Brando earned his first Oscar win for his driving role as Terry. He is perfectly unrefined, often chewing with mouth open and leans against things. Within the workings of the mob, Brando makes Terry too trusting at first, then resentful, and grows to becoming lazy and defiant as his conscience grows. Around Edie, his guilt pull him towards her and transforms him into a charming young man in his ignorant wise-guy ways. But the powerful ending, that I dare not ruin for any newbies, is where Brando really gives Terry his finest moment.
Elia Kazan’s On the Waterfront is a story of conscience, courage, integrity and regret. Not only is the film based off some real life corruption and racketeering in Manhattan and Brooklyn, but Kazan choose to make this film to help illustrate his viewpoint in his decision to identify former Communists in the film industry before the House Committee on Un-American Activities. Whether or not you keep the film’s realistic or political influences in mind, On the Waterfront is a class must-see for everyone.

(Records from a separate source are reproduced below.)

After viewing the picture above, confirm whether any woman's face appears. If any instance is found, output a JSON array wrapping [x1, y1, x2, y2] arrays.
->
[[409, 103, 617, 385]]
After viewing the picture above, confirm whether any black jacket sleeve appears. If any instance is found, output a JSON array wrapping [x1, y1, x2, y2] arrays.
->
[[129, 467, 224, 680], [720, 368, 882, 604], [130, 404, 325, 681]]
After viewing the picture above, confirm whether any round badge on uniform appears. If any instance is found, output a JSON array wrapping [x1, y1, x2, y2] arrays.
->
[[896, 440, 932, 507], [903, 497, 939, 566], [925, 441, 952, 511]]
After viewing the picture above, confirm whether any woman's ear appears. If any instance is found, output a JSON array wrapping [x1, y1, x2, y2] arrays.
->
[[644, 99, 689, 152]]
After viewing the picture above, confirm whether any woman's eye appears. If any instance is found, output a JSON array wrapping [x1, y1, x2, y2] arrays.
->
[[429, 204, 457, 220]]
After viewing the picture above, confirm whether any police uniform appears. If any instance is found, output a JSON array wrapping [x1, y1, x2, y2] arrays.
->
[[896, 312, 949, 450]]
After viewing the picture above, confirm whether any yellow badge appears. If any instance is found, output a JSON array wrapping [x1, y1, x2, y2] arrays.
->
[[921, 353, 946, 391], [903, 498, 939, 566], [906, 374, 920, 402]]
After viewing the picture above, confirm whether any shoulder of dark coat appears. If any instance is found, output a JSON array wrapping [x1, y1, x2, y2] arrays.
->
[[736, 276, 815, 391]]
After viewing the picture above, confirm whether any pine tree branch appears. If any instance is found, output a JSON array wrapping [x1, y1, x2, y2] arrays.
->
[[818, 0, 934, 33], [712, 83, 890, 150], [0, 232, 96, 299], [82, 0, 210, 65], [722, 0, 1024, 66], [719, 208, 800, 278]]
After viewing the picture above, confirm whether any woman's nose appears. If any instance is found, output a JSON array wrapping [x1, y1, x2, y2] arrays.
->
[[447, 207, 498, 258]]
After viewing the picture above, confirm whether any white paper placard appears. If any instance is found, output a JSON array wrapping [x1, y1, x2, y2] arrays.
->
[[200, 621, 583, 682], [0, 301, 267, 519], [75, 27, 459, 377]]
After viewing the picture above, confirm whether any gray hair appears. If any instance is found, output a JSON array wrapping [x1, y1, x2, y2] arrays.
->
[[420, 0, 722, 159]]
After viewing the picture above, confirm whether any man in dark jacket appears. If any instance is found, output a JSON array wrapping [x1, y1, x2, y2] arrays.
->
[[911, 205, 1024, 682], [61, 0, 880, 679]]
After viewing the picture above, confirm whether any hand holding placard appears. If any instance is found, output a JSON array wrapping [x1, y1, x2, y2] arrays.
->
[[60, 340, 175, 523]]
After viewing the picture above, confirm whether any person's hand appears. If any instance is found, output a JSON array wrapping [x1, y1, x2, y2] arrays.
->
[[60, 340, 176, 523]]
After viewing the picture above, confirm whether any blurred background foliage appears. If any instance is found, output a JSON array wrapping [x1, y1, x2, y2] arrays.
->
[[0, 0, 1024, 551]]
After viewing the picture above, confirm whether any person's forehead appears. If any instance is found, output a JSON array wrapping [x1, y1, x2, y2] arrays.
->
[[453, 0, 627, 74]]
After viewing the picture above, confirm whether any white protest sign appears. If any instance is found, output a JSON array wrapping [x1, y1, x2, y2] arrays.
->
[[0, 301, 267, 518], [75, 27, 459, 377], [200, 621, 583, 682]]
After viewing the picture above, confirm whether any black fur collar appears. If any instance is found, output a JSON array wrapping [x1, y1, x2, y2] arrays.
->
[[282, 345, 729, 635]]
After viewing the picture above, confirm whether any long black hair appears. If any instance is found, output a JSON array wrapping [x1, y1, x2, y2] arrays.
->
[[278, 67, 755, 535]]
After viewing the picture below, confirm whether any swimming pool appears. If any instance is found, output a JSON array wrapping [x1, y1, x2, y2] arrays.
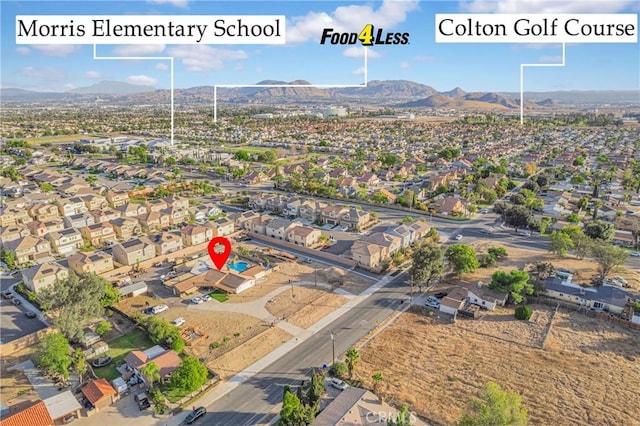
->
[[227, 262, 249, 272]]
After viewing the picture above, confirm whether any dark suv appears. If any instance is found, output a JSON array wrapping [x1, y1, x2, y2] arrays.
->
[[184, 407, 207, 425]]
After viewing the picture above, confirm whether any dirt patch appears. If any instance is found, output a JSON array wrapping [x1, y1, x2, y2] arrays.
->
[[207, 327, 291, 379], [355, 306, 640, 425], [266, 286, 347, 328], [0, 347, 35, 403], [462, 240, 640, 289]]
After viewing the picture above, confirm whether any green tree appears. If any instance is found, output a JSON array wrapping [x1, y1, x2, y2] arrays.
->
[[458, 382, 529, 426], [489, 269, 533, 303], [444, 244, 480, 275], [549, 231, 573, 257], [169, 356, 209, 393], [345, 347, 360, 379], [409, 243, 445, 286], [39, 272, 106, 342], [36, 332, 73, 381], [591, 243, 629, 280], [140, 361, 162, 387]]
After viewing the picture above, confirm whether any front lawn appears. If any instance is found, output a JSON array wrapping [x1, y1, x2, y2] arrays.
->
[[93, 330, 153, 381]]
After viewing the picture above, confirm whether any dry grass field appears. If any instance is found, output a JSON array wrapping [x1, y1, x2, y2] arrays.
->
[[266, 286, 347, 328], [355, 305, 640, 425]]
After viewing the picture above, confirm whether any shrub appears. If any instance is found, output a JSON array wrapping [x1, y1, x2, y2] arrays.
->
[[329, 361, 349, 379], [516, 305, 531, 320]]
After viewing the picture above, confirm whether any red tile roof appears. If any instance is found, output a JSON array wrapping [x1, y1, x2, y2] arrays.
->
[[82, 379, 116, 405], [0, 401, 53, 426]]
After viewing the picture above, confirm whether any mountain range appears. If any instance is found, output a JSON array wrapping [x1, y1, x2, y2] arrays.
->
[[0, 80, 640, 110]]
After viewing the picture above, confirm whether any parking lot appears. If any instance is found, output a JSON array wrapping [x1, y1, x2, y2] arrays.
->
[[0, 298, 46, 344]]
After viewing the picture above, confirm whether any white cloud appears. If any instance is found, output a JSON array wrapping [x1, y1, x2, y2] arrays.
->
[[19, 67, 66, 81], [287, 0, 418, 44], [113, 44, 165, 56], [147, 0, 189, 7], [538, 56, 562, 64], [31, 44, 80, 57], [460, 0, 638, 13], [84, 70, 102, 79], [167, 44, 248, 72], [342, 46, 380, 59], [124, 74, 158, 87]]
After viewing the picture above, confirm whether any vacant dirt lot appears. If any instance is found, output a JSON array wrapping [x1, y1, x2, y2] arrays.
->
[[266, 286, 347, 328], [462, 240, 640, 289], [207, 327, 291, 379], [356, 306, 640, 425]]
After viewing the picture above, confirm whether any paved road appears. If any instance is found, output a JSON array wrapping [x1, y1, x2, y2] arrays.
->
[[196, 274, 410, 426]]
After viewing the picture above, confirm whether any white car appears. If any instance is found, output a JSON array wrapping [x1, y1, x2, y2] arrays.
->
[[331, 379, 349, 390]]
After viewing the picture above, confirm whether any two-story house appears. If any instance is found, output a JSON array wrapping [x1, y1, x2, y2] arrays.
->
[[22, 262, 69, 294]]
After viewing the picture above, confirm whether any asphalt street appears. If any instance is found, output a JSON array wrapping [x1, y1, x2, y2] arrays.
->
[[195, 274, 410, 426]]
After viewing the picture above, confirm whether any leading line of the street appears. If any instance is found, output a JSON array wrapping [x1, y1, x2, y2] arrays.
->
[[159, 273, 408, 426]]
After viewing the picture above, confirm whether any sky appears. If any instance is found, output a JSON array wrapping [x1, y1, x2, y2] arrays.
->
[[0, 0, 640, 92]]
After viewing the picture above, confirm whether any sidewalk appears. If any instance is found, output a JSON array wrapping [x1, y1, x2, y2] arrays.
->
[[156, 274, 391, 426]]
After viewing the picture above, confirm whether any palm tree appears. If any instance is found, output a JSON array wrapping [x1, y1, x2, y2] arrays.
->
[[140, 361, 161, 388], [346, 348, 360, 379]]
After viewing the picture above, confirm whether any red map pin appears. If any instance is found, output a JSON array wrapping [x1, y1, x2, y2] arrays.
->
[[207, 237, 231, 271]]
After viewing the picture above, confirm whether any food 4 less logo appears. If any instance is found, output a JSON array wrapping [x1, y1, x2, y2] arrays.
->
[[320, 24, 409, 46]]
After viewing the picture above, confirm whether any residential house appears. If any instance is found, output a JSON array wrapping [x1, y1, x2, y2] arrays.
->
[[62, 212, 96, 228], [109, 217, 140, 240], [67, 251, 113, 275], [27, 204, 60, 223], [320, 206, 349, 225], [287, 226, 322, 247], [138, 211, 170, 231], [107, 191, 129, 207], [80, 379, 118, 411], [0, 225, 31, 244], [111, 238, 156, 266], [265, 218, 302, 240], [142, 232, 183, 256], [0, 207, 32, 227], [21, 262, 69, 293], [45, 228, 84, 256], [431, 196, 468, 216], [4, 235, 51, 265], [80, 223, 116, 247], [27, 219, 64, 237], [56, 197, 89, 216], [212, 217, 235, 237], [114, 203, 147, 217], [351, 240, 389, 269], [340, 207, 371, 230], [180, 225, 213, 247]]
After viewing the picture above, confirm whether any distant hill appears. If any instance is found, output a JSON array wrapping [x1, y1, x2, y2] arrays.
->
[[69, 81, 155, 95]]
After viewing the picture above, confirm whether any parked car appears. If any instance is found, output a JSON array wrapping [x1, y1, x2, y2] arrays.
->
[[184, 407, 207, 425], [91, 356, 113, 368], [331, 379, 349, 390], [134, 392, 151, 411]]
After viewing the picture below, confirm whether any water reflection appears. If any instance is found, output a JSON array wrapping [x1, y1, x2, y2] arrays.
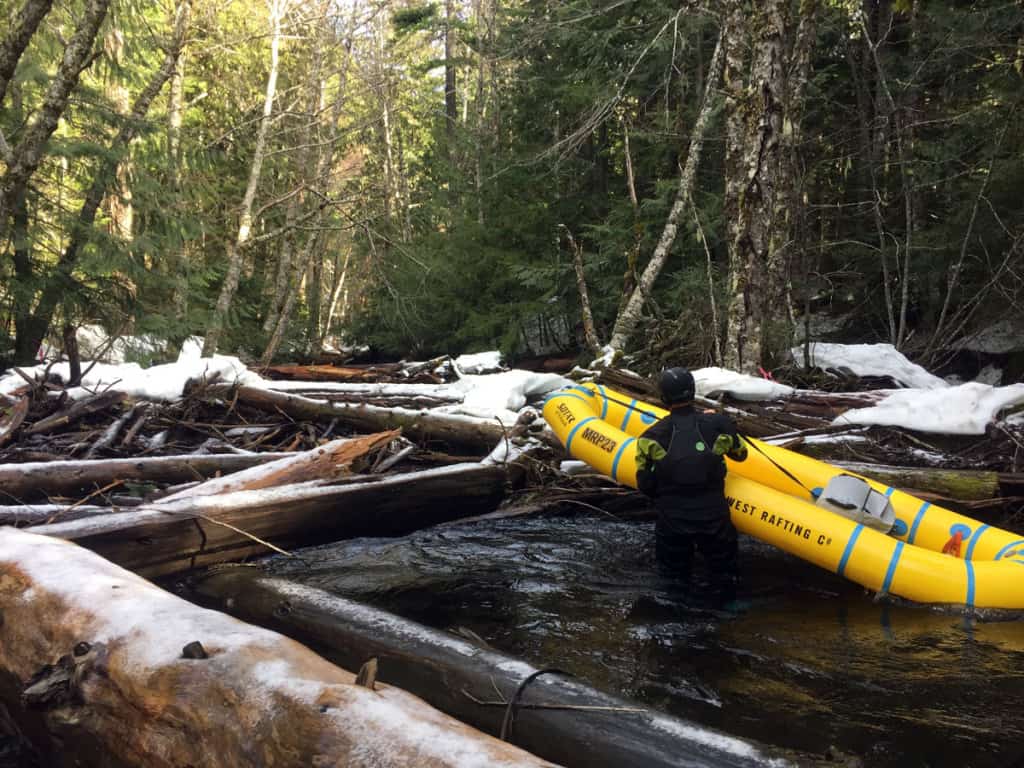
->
[[270, 517, 1024, 767]]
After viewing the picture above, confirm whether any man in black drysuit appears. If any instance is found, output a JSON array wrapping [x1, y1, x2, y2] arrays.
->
[[637, 368, 746, 607]]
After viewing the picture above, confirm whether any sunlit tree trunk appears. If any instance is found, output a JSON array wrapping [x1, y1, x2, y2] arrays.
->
[[0, 0, 111, 241], [16, 0, 190, 359], [609, 22, 732, 350], [0, 0, 53, 105], [167, 42, 188, 322], [725, 0, 816, 373], [203, 0, 288, 357]]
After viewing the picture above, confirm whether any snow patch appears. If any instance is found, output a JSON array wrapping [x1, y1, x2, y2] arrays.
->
[[435, 370, 572, 426], [648, 716, 790, 767], [693, 368, 796, 400], [833, 382, 1024, 434], [0, 354, 261, 401], [590, 344, 615, 369], [790, 342, 949, 389], [455, 351, 502, 374]]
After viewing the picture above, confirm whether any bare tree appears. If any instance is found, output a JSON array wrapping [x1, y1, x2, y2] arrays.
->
[[15, 0, 190, 359], [203, 0, 289, 357], [0, 0, 111, 240], [610, 19, 732, 350]]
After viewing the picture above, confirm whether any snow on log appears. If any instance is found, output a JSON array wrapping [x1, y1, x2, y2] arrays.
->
[[834, 382, 1024, 435], [160, 430, 400, 505], [790, 342, 949, 389], [0, 453, 294, 501], [0, 397, 29, 445], [0, 528, 550, 768], [237, 386, 552, 452], [194, 568, 781, 768], [33, 462, 508, 577]]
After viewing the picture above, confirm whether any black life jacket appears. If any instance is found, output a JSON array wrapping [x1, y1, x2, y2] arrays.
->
[[654, 413, 725, 492]]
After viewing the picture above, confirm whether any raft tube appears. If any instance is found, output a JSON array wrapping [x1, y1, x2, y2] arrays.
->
[[544, 384, 1024, 609]]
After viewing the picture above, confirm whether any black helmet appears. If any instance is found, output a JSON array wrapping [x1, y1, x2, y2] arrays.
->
[[657, 368, 696, 406]]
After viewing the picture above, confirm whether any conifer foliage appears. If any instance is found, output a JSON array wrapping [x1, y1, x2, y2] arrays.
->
[[0, 0, 1024, 371]]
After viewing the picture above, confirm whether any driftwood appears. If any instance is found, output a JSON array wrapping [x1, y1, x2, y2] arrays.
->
[[262, 364, 401, 381], [194, 568, 778, 768], [0, 528, 550, 768], [0, 453, 294, 502], [160, 430, 399, 504], [33, 464, 507, 577], [237, 386, 544, 451], [836, 462, 1024, 501], [0, 397, 29, 445], [25, 390, 127, 434]]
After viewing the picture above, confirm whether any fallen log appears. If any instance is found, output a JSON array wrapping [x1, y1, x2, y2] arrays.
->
[[193, 568, 778, 768], [25, 390, 127, 434], [0, 453, 294, 501], [0, 504, 112, 528], [33, 463, 508, 577], [0, 528, 550, 768], [262, 362, 401, 382], [836, 462, 1007, 501], [0, 397, 29, 445], [228, 386, 557, 452], [160, 430, 400, 504]]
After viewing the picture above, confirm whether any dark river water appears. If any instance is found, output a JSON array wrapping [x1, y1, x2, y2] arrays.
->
[[268, 516, 1024, 768]]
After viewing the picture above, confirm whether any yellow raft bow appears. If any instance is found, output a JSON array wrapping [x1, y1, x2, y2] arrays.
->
[[544, 384, 1024, 608]]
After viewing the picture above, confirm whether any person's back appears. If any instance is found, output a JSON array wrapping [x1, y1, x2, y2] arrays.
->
[[637, 368, 746, 602]]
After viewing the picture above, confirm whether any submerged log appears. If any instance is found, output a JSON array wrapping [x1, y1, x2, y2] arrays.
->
[[194, 568, 767, 768], [34, 463, 507, 577], [0, 528, 550, 768], [0, 453, 294, 501]]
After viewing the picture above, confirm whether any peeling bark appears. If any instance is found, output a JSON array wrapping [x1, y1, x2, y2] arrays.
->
[[609, 22, 732, 350]]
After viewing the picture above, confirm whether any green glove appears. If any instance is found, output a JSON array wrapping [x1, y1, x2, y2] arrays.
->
[[637, 437, 668, 472], [711, 434, 732, 456]]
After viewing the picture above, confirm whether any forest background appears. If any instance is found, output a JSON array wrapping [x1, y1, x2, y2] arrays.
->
[[0, 0, 1024, 376]]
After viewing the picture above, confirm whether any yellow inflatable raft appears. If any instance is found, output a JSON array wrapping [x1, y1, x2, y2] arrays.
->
[[544, 384, 1024, 608]]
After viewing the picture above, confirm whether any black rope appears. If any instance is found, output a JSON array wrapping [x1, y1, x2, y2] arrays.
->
[[736, 432, 817, 498], [499, 667, 572, 741]]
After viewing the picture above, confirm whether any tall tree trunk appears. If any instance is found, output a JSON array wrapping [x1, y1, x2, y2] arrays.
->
[[261, 10, 356, 366], [167, 49, 188, 322], [0, 0, 53, 106], [610, 20, 732, 350], [203, 0, 288, 357], [0, 0, 111, 234], [321, 248, 352, 342], [725, 0, 790, 373], [444, 0, 459, 145], [565, 227, 601, 354], [17, 0, 191, 359], [263, 33, 327, 333]]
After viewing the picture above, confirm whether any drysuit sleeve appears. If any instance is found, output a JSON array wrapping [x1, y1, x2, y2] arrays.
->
[[637, 422, 668, 497], [712, 416, 746, 462]]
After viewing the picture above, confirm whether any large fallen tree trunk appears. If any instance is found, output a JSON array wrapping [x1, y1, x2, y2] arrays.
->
[[227, 386, 552, 452], [0, 528, 550, 768], [195, 568, 778, 768], [34, 463, 511, 577], [836, 462, 1024, 501], [160, 430, 400, 504], [0, 453, 294, 501]]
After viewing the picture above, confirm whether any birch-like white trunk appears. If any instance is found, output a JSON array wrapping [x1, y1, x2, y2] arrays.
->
[[610, 24, 730, 350], [203, 0, 288, 357]]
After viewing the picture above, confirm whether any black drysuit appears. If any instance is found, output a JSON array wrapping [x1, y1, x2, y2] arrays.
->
[[637, 406, 746, 603]]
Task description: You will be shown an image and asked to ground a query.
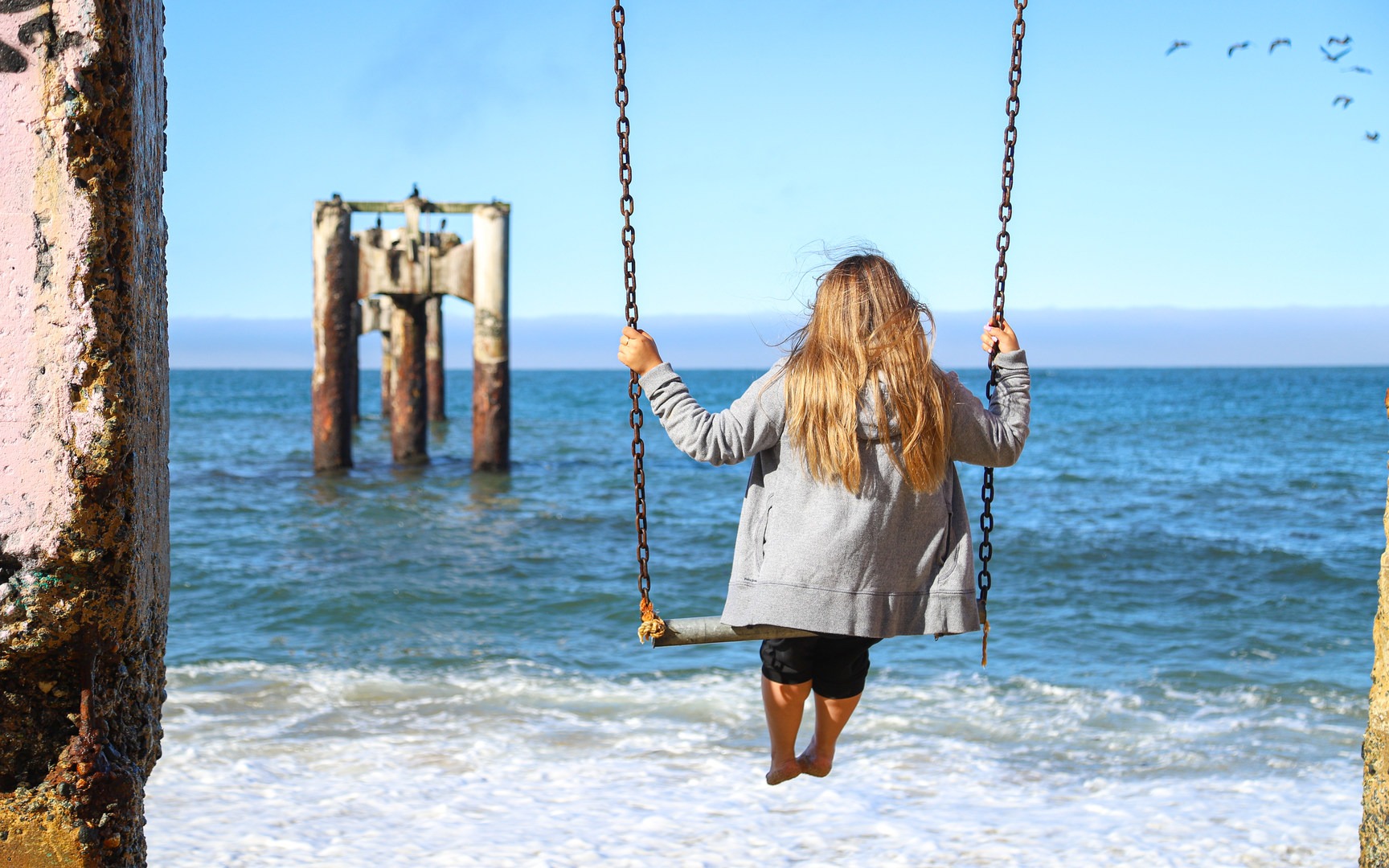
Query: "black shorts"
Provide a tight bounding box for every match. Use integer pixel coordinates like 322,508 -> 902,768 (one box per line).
763,635 -> 882,698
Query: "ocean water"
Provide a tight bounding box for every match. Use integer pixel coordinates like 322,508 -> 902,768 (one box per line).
147,370 -> 1389,868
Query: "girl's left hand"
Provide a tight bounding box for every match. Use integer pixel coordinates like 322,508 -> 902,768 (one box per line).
617,326 -> 662,376
979,321 -> 1018,353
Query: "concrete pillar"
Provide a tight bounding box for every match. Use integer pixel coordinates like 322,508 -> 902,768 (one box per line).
425,296 -> 449,422
0,0 -> 170,868
380,326 -> 395,420
1360,391 -> 1389,868
473,204 -> 511,471
391,296 -> 429,464
313,196 -> 357,471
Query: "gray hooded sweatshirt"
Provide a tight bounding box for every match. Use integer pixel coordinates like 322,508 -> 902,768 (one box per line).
641,350 -> 1029,637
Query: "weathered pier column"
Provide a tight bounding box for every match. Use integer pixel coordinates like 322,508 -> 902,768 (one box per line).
313,194 -> 357,471
343,190 -> 511,471
363,296 -> 395,420
425,296 -> 449,422
0,0 -> 170,868
391,296 -> 429,464
473,204 -> 511,471
1360,391 -> 1389,868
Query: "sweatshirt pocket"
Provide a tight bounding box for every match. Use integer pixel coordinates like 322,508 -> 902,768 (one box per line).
753,502 -> 772,569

“You don’t understand! I coulda had class. I coulda been a contender. I coulda been somebody instead of a bum, which is what I am.”
Nice review of one of my favorites.
The blinds in the back window of the car remind me that the producer forgot (or didn’t want to) pay for rear-projection equipment, so there was nothing outside the window but the bare set. But then, for all the closeups of Steiger doing his lines there, Brando was off at his analyst’s.
Marlon Brando was the best actor of his time.
I worked the pier the movie was filmed on.
I should have had a part in that film.
You don’t understand I coulda had class, I could of been a contender, I coulda been somebody, instead of a hero which is what I am.